Clonal evolution on CNV level identifies a subclone with metastatic advantages
To reveal the CNV level clonal evolution from the breast tumors to lymph node, we used TimeScape to demonstrate this process. As shown in Fig. 4c, from the breast tumors to lymph node, the frequency of Clone 3 kept stable, the frequency of Clone 1 decreased, and the frequency of Clone 2 increased significantly.
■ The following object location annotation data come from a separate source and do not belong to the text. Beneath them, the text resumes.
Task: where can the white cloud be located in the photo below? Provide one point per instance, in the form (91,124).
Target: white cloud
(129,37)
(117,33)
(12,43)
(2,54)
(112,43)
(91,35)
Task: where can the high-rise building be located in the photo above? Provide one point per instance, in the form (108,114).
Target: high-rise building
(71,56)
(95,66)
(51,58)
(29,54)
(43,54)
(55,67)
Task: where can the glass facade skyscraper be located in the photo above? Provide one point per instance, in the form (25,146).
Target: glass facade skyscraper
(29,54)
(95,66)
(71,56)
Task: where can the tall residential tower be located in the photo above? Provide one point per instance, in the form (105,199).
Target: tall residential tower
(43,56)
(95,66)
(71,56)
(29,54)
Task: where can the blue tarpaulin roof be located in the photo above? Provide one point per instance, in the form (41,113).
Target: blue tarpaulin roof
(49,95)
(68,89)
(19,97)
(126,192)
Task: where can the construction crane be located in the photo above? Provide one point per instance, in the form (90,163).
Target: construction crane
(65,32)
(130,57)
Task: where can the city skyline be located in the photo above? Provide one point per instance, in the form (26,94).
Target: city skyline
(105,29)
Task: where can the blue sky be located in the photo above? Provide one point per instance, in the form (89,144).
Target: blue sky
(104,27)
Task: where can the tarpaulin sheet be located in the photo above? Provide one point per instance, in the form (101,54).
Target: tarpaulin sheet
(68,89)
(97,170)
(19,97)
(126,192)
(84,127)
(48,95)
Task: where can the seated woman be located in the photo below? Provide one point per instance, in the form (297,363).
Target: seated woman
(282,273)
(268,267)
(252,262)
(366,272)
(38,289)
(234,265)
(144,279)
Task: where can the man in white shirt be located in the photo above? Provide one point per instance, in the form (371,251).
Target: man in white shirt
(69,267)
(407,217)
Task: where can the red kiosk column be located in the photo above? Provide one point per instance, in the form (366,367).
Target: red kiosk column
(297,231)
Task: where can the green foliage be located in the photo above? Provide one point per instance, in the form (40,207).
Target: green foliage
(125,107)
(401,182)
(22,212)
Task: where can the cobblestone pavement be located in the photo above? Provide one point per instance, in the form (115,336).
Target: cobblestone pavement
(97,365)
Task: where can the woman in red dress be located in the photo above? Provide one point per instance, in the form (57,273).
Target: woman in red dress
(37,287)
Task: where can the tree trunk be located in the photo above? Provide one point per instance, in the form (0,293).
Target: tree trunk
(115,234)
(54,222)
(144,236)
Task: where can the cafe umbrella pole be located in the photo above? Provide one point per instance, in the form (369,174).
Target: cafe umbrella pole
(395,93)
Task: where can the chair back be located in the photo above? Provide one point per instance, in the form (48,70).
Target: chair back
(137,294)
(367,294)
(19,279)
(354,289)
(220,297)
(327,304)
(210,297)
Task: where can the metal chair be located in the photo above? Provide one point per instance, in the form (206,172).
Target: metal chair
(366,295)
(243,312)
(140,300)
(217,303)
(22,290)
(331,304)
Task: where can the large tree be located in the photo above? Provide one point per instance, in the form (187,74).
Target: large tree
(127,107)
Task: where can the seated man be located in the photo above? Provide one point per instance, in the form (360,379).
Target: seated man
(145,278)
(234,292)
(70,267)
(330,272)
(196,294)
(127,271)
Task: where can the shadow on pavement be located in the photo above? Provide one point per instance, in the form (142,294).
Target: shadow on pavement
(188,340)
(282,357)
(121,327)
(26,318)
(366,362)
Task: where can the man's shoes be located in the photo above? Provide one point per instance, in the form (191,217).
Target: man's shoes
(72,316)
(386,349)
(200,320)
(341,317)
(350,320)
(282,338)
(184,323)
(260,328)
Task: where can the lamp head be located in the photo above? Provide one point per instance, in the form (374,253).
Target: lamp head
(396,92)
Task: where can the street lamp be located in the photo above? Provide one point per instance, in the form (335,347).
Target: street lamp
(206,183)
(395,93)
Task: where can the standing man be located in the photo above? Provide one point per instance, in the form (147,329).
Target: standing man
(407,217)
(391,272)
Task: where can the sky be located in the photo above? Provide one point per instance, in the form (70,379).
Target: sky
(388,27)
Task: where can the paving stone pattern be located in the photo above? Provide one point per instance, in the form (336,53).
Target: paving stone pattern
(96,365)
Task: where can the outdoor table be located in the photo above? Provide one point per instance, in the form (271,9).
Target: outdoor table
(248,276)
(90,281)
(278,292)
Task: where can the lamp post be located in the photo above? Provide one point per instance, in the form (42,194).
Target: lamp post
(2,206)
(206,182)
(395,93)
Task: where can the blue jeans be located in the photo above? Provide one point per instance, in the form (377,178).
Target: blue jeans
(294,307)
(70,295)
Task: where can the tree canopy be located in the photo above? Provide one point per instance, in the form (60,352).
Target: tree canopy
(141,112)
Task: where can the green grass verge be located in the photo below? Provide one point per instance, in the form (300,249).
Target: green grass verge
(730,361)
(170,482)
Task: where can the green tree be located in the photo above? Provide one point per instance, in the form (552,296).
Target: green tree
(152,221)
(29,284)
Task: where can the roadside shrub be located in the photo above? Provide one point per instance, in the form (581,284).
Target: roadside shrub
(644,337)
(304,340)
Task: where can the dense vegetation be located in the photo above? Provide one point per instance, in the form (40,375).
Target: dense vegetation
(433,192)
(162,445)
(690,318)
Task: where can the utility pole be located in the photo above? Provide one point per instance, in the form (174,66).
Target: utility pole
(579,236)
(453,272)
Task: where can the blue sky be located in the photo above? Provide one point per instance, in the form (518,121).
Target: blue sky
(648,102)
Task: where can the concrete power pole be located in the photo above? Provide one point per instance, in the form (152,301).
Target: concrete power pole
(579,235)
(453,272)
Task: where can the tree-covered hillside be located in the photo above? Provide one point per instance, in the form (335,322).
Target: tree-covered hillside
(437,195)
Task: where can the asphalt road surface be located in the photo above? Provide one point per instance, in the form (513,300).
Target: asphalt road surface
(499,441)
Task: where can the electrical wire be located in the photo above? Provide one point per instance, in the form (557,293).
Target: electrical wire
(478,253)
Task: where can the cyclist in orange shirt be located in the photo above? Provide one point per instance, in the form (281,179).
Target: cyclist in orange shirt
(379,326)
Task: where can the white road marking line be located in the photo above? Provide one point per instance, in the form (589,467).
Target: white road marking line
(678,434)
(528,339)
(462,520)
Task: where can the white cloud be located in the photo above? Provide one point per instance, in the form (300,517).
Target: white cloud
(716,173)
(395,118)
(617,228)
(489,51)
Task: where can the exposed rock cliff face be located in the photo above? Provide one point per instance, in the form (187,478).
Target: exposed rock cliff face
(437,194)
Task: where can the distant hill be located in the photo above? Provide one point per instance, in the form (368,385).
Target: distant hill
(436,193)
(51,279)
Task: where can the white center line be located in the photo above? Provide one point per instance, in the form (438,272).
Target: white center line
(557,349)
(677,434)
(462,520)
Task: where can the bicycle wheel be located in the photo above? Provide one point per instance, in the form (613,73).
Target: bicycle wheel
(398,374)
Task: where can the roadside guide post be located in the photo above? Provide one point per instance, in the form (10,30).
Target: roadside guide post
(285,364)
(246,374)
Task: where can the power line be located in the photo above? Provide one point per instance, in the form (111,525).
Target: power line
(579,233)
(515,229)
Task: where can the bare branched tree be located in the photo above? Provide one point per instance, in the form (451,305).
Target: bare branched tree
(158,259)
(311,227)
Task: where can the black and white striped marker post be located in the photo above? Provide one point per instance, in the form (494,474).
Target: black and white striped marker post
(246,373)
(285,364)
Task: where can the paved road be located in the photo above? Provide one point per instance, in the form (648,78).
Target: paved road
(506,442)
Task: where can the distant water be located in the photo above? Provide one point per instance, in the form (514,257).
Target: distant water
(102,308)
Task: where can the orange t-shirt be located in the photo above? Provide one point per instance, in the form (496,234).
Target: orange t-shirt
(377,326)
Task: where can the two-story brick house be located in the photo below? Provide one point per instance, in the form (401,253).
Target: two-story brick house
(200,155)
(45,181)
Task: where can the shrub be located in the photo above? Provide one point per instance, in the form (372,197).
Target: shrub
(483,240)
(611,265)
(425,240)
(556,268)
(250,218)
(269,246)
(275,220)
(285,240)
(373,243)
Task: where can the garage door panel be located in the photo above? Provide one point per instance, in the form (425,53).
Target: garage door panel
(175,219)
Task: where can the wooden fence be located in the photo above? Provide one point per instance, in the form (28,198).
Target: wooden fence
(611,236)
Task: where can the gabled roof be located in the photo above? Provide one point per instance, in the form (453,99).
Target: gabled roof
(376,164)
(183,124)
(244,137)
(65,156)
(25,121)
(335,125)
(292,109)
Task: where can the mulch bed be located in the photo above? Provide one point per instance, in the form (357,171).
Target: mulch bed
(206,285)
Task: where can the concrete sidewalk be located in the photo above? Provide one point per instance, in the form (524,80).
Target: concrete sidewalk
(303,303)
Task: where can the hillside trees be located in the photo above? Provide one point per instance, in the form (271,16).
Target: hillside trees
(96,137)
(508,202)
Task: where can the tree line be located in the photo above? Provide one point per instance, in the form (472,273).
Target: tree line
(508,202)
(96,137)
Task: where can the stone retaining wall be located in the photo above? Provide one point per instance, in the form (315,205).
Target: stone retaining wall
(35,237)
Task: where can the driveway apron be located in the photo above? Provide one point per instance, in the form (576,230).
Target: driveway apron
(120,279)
This indicated that compared with Clone 1 and Clone 3, Clone 2 had more metastatic advantages.
Then we analyzed the specific CNV regions of Clone 2 and putative driver genes located in these regions, as marked in Fig. 4b. In chr1p, with copy number losses in Clone 2, there were many famous cancer related genes, such as ARID1A, MTOR and JAK1. ARID1A encodes a member of SWI/SNF family, which is required for transcriptional activation of genes normally repressed by chromatin [31]. MTOR encoded protein belongs to a family of phosphatidylinositol kinase-related kinases, which mediates cellular responses to stresses such as DNA damage and nutrient deprivation [32]. JAK1 encoded protein is a member of protein-tyrosine kinases, playing a crucial role in effecting the expression of genes that mediate inflammation, epithelial remodeling and metastatic cancer progression [33]. Chr5q, with copy number losses in Clone 2, also contained many important genes associated with cancer, such as APC, MAP3K1 and PIK3R1. APC encodes a tumor suppressor protein that acts as an antagonist of the Wnt signaling pathway [34]. MAP3K1 encoded protein is a serine/threonine kinase and is part of some signal transduction cascades, including the ERK and JNK kinase pathways as well as the NF-kappa-B pathway [35]. PIK3R1 encodes the regulatory subunit of phosphatidylinositol 3-kinse, which plays an important role in the metabolic actions of insulin [36]. Besides there were many other putative driver genes in Clone 2 specific CNV regions, for example ACVR2A, CXCR4 and LRP1B genes in chr2q with copy number losses, PHOX2B, RHOH and SLC34A2 genes in chr4p with copy number losses, CASP3, FAT1 and FBXW7 genes in chr4q with copy number losses, and BCL2, SETBP1, SMAD2 and SMAD4 genes in chr18q with copy number losses. The copy number gains or losses of these regions or genes had a high probability to be associated with lymph node metastasis.